The first problem, he said, is that the majority 
of the Yukpa are demanding the demarcation of one 
large territory for the entire Yukpa people, 
rather than separate areas for different 
communities, "which means some groups will 
continue to pressure ranches that they consider 
to be part of their ancestral territory."

In second place, "the government has not 
recognised agreements negotiated since the 1990s 
among all of the groups involved in the conflict, 
which were confirmed at a meeting between 
ranchers and indigenous people in March, under 
which the government was to pay the farmers and 
ranchers for improvements on their land (as well 
as compensation for the property itself) when it 
is purchased and given to the indigenous groups."

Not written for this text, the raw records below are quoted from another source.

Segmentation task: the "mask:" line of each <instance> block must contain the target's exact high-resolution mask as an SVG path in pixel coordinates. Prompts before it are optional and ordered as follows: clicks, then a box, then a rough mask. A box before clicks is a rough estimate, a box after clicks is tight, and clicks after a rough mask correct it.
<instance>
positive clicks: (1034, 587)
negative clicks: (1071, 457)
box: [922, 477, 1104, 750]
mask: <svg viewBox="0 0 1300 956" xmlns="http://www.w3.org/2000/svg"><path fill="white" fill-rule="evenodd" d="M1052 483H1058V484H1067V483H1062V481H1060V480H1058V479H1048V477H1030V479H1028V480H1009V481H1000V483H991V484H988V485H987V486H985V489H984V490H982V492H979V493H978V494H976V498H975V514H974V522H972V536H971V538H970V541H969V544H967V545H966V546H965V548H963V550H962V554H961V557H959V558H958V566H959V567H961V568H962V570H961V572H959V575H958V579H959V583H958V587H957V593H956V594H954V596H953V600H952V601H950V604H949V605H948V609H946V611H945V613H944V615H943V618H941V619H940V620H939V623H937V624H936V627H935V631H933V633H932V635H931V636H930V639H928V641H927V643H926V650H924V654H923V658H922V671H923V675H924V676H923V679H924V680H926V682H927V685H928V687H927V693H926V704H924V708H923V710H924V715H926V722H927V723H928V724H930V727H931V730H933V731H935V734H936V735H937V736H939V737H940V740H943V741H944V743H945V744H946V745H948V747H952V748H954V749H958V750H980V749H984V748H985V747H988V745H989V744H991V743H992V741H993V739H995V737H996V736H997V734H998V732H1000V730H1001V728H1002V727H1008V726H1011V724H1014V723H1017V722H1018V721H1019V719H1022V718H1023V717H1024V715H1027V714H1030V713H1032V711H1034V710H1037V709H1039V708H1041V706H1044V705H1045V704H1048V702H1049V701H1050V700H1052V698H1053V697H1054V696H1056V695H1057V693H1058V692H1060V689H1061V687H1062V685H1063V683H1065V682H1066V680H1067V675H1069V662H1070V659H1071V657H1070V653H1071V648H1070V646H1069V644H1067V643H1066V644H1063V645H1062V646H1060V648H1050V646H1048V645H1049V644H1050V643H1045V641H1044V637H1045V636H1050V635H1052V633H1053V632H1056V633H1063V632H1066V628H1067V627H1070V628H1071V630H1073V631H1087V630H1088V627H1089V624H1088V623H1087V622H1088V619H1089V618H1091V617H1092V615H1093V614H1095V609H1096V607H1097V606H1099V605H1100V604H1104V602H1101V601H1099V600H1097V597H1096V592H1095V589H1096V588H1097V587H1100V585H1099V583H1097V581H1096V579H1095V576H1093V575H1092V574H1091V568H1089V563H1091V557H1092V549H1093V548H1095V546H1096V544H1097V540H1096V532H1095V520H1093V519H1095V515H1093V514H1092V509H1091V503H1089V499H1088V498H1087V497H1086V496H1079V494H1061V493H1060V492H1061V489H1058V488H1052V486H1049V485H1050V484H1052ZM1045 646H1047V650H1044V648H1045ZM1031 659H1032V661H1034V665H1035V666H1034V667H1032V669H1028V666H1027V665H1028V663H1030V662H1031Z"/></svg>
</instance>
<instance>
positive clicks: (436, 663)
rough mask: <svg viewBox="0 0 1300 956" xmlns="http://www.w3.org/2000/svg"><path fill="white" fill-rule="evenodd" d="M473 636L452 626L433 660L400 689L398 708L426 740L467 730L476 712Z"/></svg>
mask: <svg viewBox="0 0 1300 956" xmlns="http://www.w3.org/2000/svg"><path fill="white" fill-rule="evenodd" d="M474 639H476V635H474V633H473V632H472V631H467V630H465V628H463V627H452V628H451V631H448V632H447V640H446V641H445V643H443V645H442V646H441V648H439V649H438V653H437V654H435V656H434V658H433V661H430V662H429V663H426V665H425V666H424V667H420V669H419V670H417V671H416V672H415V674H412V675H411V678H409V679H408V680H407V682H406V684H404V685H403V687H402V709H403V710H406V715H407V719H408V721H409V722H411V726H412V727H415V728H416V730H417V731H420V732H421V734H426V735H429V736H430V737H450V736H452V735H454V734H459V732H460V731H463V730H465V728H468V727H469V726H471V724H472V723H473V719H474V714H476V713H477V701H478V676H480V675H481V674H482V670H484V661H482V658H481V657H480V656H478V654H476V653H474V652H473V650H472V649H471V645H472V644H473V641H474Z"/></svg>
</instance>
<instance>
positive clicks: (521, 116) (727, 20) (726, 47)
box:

"The government has refused to recognise or pay 
for improvements on the land, and the ranchers 
are thus refusing to withdraw, which means the 
conflict will continue over the remaining 85 
percent of the land claimed by more than 90 
percent of the Yukpa," said Portillo.

According to Rubén Darío Barboza, president of 
the local ranching federation, the indigenous 
occupations of land have affected milk 
production, because the area in question produces 
200,000 litres of milk a year. The area is a 
major producer of beef and dairy products, of 
which Venezuela is a net importer.

The third problem, said Portillo, is that "under 
this system, the indigenous communities are 
receiving land that has not been formally 
expropriated and titled, besides the fact that 
under their territory lie coal deposits that the 
state would like to exploit in the future, and to 
which it has granted concessions, although the 
mining projects have not begun because of the 
indigenous people's opposition to the destruction of their land."

Besides granting communal land titles to 
indigenous groups like the Yukpa, the government 
has issued identity cards - through a programme 
named Mission Identity - to nearly 300,000 of the 
country's roughly 500,000 indigenous people, who 
belong to 32 different ethnic groups.